Las aguas aterradoras anticipan, pues, el *juicio definitivo por el
fuego (2Pe 3,5ss; cf. Sal 29.10; Lc 3,16s) y dejan a su paso una
tierra nueva (Gén 8,11).

3. Las aguas purificadoras.
El tema de las aguas de la ira converge con otro aspecto del agua
bienhechora: ésta no es solo poder de vida, sino que es también lo
que lava y hace desaparecer las impurezas (cf. Ez 16,4-9; 23,40).
Uno de los ritos elementales de la *hospitalidad era el de lavar los
pies al huésped para limpiarlo del polvo del camino (Gén 18,4; 19,2;
cf. Lc 7,44; ITim 5,10); y Jesús, la víspera de su muerte, quiso
desempeñar personalmente esta tarea de servidor como signo
ejemplar de humildad y de caridad cristiana (Jn 13,2-15).
El agua, instrumento de limpieza física, es con frecuencia símbolo
de pureza moral. Se usa lavarse las manos para significar que son
inocentes y que no han perpetrado el mal (Sal 26,6; cf. Mt 27,24). El
pecador que abandona sus pecados y se convierte es como un
hombre manchado que se lava (Is 1,16); asimismo Dios «lava' al
pecador, al que *perdona sus faltas (Sal 51,4). Por el diluvio
«purificó» Dios la tierra exterminando a los impíos (cf. IPe 3,20s).
El ritual judío prescribía numerosas *purificaciones por el agua: el
sumo sacerdote debía lavarse para prepararse a su investidura (Ex
29,4; 40,12) o al gran día de la *expiación (Lev 16,4.24); había
prescritas abluciones por el agua si se había tocado un cadáver (Lev
11,40; 17, 1 5s), para purificarse de la *lepra (Lev 14,8s) o de toda
impureza sexual (Lev 15). Estas diferentes purificaciones del cuerpo
debían significar la purificación interior del *corazón, necesaria a
quien quisiera acercarse al Dios tres veces *santo.
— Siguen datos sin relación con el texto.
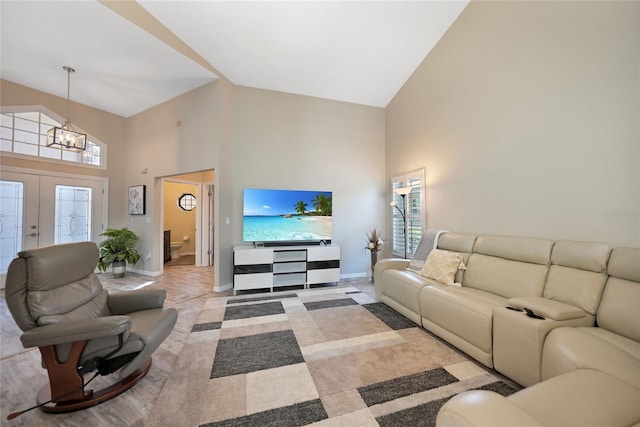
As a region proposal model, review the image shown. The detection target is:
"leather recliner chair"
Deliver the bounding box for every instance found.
[5,242,178,412]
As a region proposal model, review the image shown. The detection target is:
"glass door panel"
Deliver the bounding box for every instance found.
[0,181,24,273]
[54,185,94,245]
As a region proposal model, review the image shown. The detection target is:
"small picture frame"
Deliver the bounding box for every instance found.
[129,185,147,215]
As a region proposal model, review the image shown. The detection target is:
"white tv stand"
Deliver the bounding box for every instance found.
[233,244,340,295]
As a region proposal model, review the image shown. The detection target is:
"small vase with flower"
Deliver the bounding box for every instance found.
[365,228,384,282]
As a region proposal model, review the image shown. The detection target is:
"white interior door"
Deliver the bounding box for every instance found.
[0,171,107,288]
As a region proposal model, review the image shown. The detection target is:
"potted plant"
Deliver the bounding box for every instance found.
[98,227,140,277]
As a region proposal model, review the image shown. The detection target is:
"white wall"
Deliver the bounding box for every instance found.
[231,87,386,275]
[386,2,640,246]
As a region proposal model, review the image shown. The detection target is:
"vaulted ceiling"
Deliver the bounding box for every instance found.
[0,0,468,117]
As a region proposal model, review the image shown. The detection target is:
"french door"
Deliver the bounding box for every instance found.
[0,170,107,288]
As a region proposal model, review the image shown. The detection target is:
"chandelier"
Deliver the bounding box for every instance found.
[47,65,87,151]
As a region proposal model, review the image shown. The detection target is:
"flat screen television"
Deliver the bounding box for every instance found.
[242,188,333,244]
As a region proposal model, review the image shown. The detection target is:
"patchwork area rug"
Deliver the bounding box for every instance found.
[146,288,515,427]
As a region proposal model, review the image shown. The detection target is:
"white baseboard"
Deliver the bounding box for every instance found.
[340,272,369,279]
[213,283,233,292]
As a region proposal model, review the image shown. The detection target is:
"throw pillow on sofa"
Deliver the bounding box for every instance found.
[422,249,467,286]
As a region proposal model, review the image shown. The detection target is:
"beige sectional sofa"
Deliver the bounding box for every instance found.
[375,233,640,426]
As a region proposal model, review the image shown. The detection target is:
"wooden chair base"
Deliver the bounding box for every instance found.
[37,358,151,413]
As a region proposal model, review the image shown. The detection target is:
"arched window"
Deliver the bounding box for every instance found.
[0,107,107,169]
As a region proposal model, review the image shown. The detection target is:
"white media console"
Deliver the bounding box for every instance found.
[233,244,340,295]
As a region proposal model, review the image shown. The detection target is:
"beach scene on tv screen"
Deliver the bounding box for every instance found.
[242,188,333,242]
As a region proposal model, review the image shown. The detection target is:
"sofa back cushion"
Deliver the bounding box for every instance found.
[542,240,611,316]
[462,236,553,298]
[438,233,478,283]
[596,248,640,341]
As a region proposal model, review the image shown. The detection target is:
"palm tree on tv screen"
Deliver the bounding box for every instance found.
[295,200,307,215]
[313,193,331,216]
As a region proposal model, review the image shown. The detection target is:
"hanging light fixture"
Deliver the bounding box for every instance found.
[47,65,87,151]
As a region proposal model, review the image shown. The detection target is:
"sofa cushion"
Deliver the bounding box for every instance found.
[420,285,507,354]
[596,248,640,341]
[382,270,433,323]
[462,253,549,298]
[473,236,554,265]
[541,327,640,387]
[421,249,466,286]
[407,229,448,273]
[508,369,640,427]
[543,240,611,315]
[607,248,640,283]
[436,369,640,427]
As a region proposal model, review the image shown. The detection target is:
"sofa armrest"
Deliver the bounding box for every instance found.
[20,316,131,348]
[436,390,544,427]
[374,258,411,276]
[373,258,411,301]
[107,289,166,314]
[509,297,587,321]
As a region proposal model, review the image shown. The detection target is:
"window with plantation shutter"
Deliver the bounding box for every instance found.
[391,168,425,259]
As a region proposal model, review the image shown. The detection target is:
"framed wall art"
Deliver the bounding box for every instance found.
[129,185,146,215]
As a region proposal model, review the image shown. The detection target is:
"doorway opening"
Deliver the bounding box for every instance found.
[161,170,214,269]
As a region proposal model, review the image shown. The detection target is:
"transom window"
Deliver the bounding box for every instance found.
[0,111,105,166]
[391,168,425,258]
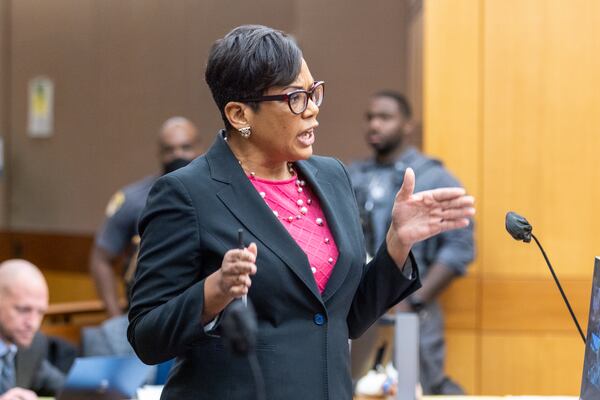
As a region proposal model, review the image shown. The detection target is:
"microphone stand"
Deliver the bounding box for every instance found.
[531,233,586,344]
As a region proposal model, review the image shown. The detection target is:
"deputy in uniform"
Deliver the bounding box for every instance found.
[348,91,474,394]
[83,117,203,355]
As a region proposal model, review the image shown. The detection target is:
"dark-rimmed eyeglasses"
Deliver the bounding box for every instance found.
[240,81,325,115]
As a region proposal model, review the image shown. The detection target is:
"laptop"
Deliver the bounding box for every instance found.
[56,356,152,400]
[579,257,600,400]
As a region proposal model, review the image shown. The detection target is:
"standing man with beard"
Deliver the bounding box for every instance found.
[83,117,203,355]
[349,91,474,394]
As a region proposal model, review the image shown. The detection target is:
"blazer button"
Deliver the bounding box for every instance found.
[313,313,325,326]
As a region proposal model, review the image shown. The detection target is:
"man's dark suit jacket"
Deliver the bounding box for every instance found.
[128,133,420,400]
[15,333,65,396]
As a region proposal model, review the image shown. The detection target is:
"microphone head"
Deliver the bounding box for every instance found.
[506,211,533,243]
[221,299,257,356]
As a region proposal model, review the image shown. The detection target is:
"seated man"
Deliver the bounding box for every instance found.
[0,260,65,400]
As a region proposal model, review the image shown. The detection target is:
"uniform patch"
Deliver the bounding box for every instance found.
[105,190,125,218]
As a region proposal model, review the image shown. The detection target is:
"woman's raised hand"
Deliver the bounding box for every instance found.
[386,168,475,263]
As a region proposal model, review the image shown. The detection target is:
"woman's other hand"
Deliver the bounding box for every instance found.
[202,243,257,325]
[217,243,256,299]
[386,168,475,265]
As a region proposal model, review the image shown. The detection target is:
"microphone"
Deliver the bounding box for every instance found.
[221,299,266,400]
[505,211,586,344]
[506,211,532,243]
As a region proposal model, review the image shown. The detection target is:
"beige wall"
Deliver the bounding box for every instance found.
[424,0,600,395]
[0,0,420,233]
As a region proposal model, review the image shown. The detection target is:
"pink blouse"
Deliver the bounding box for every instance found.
[249,176,339,293]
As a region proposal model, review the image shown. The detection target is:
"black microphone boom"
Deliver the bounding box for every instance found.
[505,211,585,344]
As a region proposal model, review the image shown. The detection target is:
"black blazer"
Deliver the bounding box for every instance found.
[15,332,65,396]
[128,133,420,400]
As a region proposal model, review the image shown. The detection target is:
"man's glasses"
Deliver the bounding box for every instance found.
[242,81,325,115]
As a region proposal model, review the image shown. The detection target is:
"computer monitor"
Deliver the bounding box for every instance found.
[56,356,151,400]
[579,257,600,400]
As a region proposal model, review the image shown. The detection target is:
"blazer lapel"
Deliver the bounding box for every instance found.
[206,133,321,301]
[296,161,352,302]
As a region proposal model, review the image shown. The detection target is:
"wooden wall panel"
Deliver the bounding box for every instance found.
[423,0,481,273]
[9,231,93,273]
[481,333,584,396]
[0,0,10,227]
[480,0,600,278]
[424,0,600,395]
[5,0,418,233]
[481,278,591,336]
[43,269,106,304]
[441,276,480,330]
[446,329,479,394]
[0,231,11,262]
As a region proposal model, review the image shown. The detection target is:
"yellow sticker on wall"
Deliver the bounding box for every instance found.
[106,190,125,218]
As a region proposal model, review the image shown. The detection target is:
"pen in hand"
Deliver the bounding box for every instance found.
[238,228,248,306]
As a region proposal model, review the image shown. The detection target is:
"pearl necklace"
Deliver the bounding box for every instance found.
[240,163,329,230]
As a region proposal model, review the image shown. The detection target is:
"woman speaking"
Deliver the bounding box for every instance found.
[128,25,474,400]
Pero eran
impotentes para procurar eñcazmente la pureza del alma. En la
nueva alianza, Cristo instituirá un nuevo modo de purificación; en las
bodas de Caná lo anuncia en forma simbólica cambiando el agua
destinada a los purificaciones rituales (Jn 2,6) en *vino, el cual
simboliza ya el Espiritu, ya la palabra purificadora (Jn 15,3; cf. 13,10).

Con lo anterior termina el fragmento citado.